Asness thinks Nassim Taleb is right about the increasing frequency of Black Swan events. And quants still face severe threats from market volatility: according to a report from Morgan Stanley, quant funds betting against momentum stocks in Europe took a beating in early January that reminded many of the 2007 crisis, causing as much as a 10 percent overall loss. "In only a few days," the report said, a number of quants "experienced unprecedented losses in seemingly 'normal' market conditions." But Asness thinks the episode was overblown, and says AQR was unaffected by it. And he does not believe that quants, or other more traditional hedge funds, had any role in the catastrophic events of 2008. "The crash was about credit and real estate," he said. (That seems to be the conventional wisdom, at least as reflected by the report of the Financial Crisis Inquiry Commission.) "If you look at our history--even AQR's aggressive hedge funds--we've made money, and we have smoothed the path," he said.

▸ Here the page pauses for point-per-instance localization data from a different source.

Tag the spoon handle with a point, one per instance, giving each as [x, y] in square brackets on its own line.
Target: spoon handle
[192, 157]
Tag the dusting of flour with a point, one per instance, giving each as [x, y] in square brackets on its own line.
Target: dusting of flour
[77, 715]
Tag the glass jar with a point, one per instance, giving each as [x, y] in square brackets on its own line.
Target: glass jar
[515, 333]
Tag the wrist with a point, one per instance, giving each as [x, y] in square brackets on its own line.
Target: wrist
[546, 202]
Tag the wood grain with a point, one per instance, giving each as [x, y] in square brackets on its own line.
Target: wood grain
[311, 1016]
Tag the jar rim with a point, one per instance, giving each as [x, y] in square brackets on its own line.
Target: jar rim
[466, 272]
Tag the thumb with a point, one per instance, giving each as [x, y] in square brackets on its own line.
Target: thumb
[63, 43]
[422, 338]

They've also made themselves fabulously rich--beyond anything they could have imagined--and proved to themselves the wisdom of Kabiller's original vision. Asness thinks AQR has as much chance as anyone of predicting and protecting against the next Black Swan. Even so, he and his partners are occasionally given to intense periods of introspection, wondering whether the quantitative approach really still works. "I do have a recurring nightmare about being hacked to death by a pack of rabid black swans," he said. "What do you think that means? Seriously, anyone, quant or not, with a shred of intellectual honesty recognizes that there is some chance their historical success is just luck."
Still, he thinks AQR and the other quants have bounced back, from crisis after crisis in the markets, for one very important reason. "We had to first convince ourselves we were right," he said. And so they have.